For Gelman and colleagues:
Here’s another take, again by Gelman and colleagues, but in a more technical book:
What’s interesting is that here, again, the focus is exclusively on (D) modelling. It’s about setting up a good model, fitting it, evaluating it.
For Quan Li:
Here’s the view taken by Quan Li in another preface to a data analysis book:
Here, the definition is not only about (D) modelling. The passages highlighted discuss various aspects of (A)-(D): asking a substantive question, getting some data, writing code to clean and transform the data, using statistical models to ask questions and answer them.
For Ismay and Kim:
Here’s another (visual) view, by Ismay and Kim:
Here, the focus is on the entire data analysis pipeline (minus the substantive theoretical work beforehand).
For Rohan Alexander:
Rohan Alexander focuses on the social context in which we use data analysis:
The full table of contents from that book is illustrative in terms of what data analysis is:
For Wickham:
Lastly, what is probably the most famous data analysis/science book in R (by Hadley Wickham) drops the analysis/modelling part. This is not to say it’s not important. It’s very important, and the books suggests a full book on it by Kuhn and Silge. But what this books tells you is that if you want to do data analysis or data science, there’s a huge job of (A) inspecting, (B) cleaning, (C) transforming to do BEFORE (D) modelling the data.
Summary
What all this illustrates is that data analysis is really broad. Some books focus on the modelling, some books focus on the social scientific theory, some books focus on the technical aspects of working with data in R.

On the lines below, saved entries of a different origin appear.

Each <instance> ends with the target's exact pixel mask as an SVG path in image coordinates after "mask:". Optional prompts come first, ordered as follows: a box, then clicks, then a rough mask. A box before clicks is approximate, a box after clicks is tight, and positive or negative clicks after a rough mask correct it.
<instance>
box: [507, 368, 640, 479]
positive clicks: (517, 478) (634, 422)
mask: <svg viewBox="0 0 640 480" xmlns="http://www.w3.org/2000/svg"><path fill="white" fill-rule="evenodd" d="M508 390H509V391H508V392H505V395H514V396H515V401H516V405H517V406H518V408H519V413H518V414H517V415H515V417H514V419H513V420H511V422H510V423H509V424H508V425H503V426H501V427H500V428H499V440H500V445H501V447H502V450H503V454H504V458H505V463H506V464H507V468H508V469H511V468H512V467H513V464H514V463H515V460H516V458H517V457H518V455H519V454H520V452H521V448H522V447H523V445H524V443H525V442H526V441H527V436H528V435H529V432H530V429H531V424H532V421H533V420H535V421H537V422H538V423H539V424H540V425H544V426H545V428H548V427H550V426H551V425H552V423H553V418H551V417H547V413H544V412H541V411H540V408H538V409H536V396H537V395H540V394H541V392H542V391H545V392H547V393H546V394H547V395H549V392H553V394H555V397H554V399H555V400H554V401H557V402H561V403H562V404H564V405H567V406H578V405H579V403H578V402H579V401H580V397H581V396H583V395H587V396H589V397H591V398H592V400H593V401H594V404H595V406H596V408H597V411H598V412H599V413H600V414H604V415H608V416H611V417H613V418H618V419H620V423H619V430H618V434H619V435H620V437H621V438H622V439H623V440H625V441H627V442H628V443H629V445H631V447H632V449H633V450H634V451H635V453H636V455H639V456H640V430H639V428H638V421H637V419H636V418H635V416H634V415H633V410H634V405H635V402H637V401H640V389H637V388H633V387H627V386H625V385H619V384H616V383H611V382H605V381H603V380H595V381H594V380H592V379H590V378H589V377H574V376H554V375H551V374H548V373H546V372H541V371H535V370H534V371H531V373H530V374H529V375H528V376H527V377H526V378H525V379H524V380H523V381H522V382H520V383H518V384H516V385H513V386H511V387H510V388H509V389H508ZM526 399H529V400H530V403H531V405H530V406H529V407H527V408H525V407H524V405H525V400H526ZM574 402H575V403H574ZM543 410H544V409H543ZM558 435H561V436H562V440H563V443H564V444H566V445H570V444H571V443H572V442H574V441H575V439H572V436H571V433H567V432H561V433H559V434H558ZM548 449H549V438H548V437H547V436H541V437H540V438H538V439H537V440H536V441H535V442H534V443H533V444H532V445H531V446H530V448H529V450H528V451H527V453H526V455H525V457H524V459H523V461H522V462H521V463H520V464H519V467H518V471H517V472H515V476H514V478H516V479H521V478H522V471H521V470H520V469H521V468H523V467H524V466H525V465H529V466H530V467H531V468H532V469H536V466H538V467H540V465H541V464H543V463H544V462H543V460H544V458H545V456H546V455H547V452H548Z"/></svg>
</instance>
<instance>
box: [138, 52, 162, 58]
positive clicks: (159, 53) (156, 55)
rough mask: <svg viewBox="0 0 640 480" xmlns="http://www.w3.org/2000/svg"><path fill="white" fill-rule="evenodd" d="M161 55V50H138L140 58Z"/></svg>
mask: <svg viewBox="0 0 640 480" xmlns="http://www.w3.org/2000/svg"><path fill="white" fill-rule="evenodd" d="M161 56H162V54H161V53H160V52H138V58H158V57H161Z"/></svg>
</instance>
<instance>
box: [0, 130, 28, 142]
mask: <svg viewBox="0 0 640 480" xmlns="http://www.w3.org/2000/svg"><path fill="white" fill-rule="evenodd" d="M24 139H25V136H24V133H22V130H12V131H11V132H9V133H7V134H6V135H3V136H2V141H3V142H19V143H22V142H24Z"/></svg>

One recent trend is the focus on story telling. The books by Ismai and Kim, Alexander and Gelman, Hill and Vehtari all emphasize the importance of “telling a good and clear story” with the data. The first sentence of Alexander’s preface is:
This book will help you tell stories with data. It establishes a foundation on which you can build and share knowledge about an aspect of the world that interests you based on data that you observe. Telling stories in small groups around a fire played a critical role in the development of humans and society (Wiessner 2014). Today our stories, based on data, can influence millions.
If we go back to our first statement, data analysis is the process of (A) inspecting, (B) cleaning, (C) transforming, and (D) modelling data with the objective of discovering useful information, drawing conclusions, and supporting decision-making. To do this we need (I) substantive expertise (II) some knowledge of statistics (III) some knowledge of a programming language (IV) an ability to communicate.
The book by Wickham is excellent for (III). A large number of resources exists for (II), for example most books quoted above. (I) and (IV) are harder to teach in a single book. (I) in particular will depend on the substantive interest, research questions etc. (IV) is covered in, for example, the books by Ismai and Kim, Alexander and Gelman, Hill and Vehtari. But again, (IV) depends on context and audience and is an art as well as a science.